- Catherine Gavin, from a 1969 newspaper.
- Born: 13 May 1907 Aberdeen, Scotland
- Died: 27 December 1999 (age 92)
- Occupations: historian, academic, war correspondent, novelist

Academic background
- Alma mater: University of Aberdeen

Academic work
- Institutions: University of Aberdeen University of Glasgow Kemsley Newspapers

= Catherine Gavin =

Scottish historian and novelist (1907–1999)

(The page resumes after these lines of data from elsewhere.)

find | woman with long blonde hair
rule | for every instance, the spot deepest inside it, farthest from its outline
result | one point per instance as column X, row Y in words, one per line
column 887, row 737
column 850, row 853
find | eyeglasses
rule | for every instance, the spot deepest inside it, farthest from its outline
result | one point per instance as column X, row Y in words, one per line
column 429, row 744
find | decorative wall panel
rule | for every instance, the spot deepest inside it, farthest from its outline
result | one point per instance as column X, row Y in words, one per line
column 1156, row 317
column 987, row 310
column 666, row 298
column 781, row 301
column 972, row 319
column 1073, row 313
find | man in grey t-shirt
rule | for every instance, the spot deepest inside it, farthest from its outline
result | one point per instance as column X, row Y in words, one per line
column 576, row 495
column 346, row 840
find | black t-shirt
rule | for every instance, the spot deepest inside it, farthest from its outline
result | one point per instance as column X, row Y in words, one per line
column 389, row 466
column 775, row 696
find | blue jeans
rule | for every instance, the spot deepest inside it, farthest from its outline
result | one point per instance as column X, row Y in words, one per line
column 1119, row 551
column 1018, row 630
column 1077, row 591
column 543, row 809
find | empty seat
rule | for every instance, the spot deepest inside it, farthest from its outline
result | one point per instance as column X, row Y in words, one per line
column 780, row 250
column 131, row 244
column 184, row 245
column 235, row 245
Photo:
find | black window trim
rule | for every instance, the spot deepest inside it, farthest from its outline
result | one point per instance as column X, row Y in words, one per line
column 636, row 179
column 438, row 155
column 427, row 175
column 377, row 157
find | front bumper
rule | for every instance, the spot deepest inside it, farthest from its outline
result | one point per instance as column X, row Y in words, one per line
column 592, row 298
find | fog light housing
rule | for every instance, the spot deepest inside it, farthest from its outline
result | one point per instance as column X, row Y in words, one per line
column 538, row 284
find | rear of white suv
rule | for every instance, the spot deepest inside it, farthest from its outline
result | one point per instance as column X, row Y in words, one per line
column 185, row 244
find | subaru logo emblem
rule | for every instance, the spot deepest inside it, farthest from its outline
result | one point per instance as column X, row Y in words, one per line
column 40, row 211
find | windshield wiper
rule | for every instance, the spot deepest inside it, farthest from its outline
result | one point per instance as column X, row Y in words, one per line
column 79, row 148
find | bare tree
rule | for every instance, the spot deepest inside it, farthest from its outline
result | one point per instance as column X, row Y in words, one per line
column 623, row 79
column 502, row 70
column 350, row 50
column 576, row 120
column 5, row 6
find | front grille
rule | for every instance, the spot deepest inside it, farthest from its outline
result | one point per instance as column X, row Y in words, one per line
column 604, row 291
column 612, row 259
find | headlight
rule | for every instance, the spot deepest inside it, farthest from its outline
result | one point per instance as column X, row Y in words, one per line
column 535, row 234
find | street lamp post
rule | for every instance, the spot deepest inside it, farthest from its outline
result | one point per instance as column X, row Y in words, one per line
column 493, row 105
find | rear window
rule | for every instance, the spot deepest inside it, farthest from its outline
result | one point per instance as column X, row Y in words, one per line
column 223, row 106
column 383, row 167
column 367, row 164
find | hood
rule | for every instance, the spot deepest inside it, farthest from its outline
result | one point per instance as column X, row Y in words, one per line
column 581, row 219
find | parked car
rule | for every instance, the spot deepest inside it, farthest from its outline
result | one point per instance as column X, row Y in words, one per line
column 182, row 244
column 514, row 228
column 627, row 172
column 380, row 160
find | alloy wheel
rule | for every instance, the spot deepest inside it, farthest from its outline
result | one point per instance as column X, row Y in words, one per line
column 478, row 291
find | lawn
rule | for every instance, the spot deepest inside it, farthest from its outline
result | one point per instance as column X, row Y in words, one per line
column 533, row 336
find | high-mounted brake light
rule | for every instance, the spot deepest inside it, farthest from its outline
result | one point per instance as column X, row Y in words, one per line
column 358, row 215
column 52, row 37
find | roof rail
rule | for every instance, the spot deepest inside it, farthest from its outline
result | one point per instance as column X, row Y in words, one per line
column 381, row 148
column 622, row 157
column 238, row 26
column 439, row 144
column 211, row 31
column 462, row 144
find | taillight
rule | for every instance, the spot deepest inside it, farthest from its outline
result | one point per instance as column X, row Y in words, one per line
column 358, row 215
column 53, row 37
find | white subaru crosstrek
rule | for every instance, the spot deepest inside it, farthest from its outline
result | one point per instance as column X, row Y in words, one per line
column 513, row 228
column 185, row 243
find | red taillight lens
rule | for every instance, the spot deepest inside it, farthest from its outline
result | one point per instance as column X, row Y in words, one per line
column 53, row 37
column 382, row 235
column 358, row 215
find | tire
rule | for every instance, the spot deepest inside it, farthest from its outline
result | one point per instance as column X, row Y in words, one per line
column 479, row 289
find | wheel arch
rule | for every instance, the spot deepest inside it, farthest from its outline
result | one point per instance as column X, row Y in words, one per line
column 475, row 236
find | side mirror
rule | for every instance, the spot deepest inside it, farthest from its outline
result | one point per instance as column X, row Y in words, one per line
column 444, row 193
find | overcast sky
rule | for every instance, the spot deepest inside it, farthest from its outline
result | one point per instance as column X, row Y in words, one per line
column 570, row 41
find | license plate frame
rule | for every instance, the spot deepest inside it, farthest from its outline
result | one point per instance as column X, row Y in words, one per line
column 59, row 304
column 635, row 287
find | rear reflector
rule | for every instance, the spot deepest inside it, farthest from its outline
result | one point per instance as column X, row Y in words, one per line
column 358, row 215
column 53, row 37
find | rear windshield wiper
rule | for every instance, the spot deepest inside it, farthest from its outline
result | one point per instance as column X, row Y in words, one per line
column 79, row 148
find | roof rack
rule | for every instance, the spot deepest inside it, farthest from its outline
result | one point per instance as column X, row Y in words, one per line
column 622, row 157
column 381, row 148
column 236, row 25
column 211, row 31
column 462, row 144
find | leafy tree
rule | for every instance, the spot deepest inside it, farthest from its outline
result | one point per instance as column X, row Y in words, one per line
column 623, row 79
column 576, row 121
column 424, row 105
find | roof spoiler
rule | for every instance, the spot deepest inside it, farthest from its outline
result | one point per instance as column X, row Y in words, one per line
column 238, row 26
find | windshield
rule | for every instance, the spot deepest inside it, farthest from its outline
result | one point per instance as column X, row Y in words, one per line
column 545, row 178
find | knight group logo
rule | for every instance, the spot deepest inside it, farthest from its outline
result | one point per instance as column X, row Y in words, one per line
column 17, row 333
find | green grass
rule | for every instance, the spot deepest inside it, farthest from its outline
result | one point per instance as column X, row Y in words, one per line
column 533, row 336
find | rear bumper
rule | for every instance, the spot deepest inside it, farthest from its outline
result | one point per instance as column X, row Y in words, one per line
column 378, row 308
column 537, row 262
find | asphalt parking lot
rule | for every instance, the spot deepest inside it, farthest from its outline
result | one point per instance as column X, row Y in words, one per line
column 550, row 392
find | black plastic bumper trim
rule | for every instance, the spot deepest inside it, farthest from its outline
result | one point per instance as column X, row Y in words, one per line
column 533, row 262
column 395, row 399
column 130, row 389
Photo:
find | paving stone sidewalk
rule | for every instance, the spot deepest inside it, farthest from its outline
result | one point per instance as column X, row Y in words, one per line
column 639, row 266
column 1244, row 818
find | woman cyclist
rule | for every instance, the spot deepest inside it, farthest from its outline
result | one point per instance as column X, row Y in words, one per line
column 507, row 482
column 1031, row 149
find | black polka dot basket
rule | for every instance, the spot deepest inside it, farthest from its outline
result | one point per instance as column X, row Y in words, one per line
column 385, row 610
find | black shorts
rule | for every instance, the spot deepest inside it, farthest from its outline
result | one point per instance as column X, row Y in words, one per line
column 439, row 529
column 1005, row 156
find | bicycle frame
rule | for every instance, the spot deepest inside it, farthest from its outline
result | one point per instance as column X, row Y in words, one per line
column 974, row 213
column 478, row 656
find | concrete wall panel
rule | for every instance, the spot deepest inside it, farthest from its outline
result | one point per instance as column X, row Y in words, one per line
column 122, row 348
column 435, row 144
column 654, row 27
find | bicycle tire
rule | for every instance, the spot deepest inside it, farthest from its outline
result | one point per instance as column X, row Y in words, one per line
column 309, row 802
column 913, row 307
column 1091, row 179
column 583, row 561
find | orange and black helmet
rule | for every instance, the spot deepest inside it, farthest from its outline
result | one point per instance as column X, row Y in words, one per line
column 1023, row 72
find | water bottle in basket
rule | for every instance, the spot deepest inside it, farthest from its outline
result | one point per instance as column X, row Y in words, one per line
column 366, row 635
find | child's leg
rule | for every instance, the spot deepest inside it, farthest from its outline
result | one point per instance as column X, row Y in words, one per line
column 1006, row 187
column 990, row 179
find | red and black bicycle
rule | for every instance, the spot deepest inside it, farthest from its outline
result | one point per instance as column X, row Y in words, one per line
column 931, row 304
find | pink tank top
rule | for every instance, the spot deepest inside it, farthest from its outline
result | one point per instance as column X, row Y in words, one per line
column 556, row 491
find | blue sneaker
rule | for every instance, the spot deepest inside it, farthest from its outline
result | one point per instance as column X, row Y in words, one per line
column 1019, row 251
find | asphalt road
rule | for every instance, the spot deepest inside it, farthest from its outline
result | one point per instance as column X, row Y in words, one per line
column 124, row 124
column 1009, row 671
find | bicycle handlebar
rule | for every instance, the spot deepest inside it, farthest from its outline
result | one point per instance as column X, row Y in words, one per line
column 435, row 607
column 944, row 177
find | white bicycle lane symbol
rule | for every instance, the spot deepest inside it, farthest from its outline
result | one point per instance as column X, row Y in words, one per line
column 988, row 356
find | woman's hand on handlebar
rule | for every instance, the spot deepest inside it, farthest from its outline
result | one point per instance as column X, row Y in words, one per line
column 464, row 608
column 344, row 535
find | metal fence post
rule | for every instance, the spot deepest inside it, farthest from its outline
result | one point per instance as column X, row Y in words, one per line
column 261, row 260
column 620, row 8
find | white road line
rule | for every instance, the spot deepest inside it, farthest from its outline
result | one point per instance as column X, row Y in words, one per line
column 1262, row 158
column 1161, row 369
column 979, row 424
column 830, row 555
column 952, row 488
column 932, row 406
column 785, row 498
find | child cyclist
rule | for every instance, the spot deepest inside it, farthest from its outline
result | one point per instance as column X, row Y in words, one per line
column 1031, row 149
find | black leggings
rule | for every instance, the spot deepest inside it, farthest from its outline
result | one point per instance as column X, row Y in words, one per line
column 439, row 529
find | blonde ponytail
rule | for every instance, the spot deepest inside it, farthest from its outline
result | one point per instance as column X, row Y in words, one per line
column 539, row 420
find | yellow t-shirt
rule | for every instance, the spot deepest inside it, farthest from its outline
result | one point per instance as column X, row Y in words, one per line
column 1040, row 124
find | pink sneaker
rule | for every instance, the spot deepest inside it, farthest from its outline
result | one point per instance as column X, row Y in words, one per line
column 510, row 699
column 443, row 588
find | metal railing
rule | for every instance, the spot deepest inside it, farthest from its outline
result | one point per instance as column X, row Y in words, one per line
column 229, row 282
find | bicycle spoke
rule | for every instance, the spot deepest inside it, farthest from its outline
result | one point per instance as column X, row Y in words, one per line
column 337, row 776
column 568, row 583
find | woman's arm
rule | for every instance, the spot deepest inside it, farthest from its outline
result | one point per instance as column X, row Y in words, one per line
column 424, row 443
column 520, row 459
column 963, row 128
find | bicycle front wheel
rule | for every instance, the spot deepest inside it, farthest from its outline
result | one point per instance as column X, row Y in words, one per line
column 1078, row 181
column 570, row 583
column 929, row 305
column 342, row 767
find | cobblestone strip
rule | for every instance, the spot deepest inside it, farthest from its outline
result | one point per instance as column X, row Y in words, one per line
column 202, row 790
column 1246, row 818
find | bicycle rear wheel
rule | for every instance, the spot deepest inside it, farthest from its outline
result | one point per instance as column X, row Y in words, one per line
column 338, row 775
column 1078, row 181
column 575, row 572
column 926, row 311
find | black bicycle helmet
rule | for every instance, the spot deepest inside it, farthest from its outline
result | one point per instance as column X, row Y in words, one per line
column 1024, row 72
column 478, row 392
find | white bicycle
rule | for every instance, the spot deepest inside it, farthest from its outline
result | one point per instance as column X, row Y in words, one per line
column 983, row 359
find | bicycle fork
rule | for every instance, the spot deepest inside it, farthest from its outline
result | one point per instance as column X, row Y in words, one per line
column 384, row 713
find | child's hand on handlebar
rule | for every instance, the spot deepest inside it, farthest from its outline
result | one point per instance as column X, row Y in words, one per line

Catherine Irvine Gavin (13 May 1907 – 27 December 1999) was a Scottish academic historian, war correspondent, and historical novelist.

==Early life==
Gavin was born in Aberdeen in 1907, and studied history and English at the University of Aberdeen, graduating with first-class honours. She completed doctoral work in 1931, with a doctoral thesis on Louis Philippe of France; her thesis was published in 1933.

== Career ==
Gavin held positions as a history lecturer at Aberdeen and at the University of Glasgow. She stood unsuccessfully as a Unionist candidate in two parliamentary elections in the 1930s.

During World War II, she worked in France and the Netherlands for Kemsley Newspapers. She also wrote a biography of Edward VII, published in 1941. She was a correspondent in the Middle East and Ethiopia after the war, for the Daily Express. After marriage, she worked a few years on the staff of Time magazine in New York. She wrote about her wartime experiences in Liberated France (1955).

Most of Gavin's literary output was in the genre of historical romance. "Her characters are attractive flesh-and-blood people, her narrative adventurous and suspenseful, and her use of history skillful and unerring," reported one American reviewer in 1957. The University of Aberdeen awarded her an honorary DLitt in 1986. The Catherine Gavin Room there is named in her honour. The university has a 1940 portrait of her, in oil, by Elizabeth Mary Watt.

Gavin appeared as a castaway on the BBC Radio programme Desert Island Discs on 24 June 1978.

== Selected works ==
Gavin's works of historical fiction include the following titles:
- Clyde Valley (1938)
- The Hostile Shore (1940)
- The Black Milestone (1941)
- The Mountain of Light (1944)
- Madeleine (1957)
- The Cactus and the Crown (1962)
- The Fortress (1964)
- The Moon into Blood (1966)
- The Devil in Harbour (1968)
- The House of War (1970)
- Give Me the Daggers (1972)
- The Snow Mountain (1973)
- Traitors' Gate (1976)
- None Dare Call It Treason (1978)
- How Sleep the Brave (1980)
- The Sunset Dream (1984)
- A Light Woman (1986)
- A Dawn of Splendour (1989)
- The French Fortune (1991)
- One Candle Burning (1996)

== Personal life ==
In 1948, Gavin married American advertising executive John Ashcraft and moved to the United States with him. She was widowed in 1998, and died in 1999, aged 92.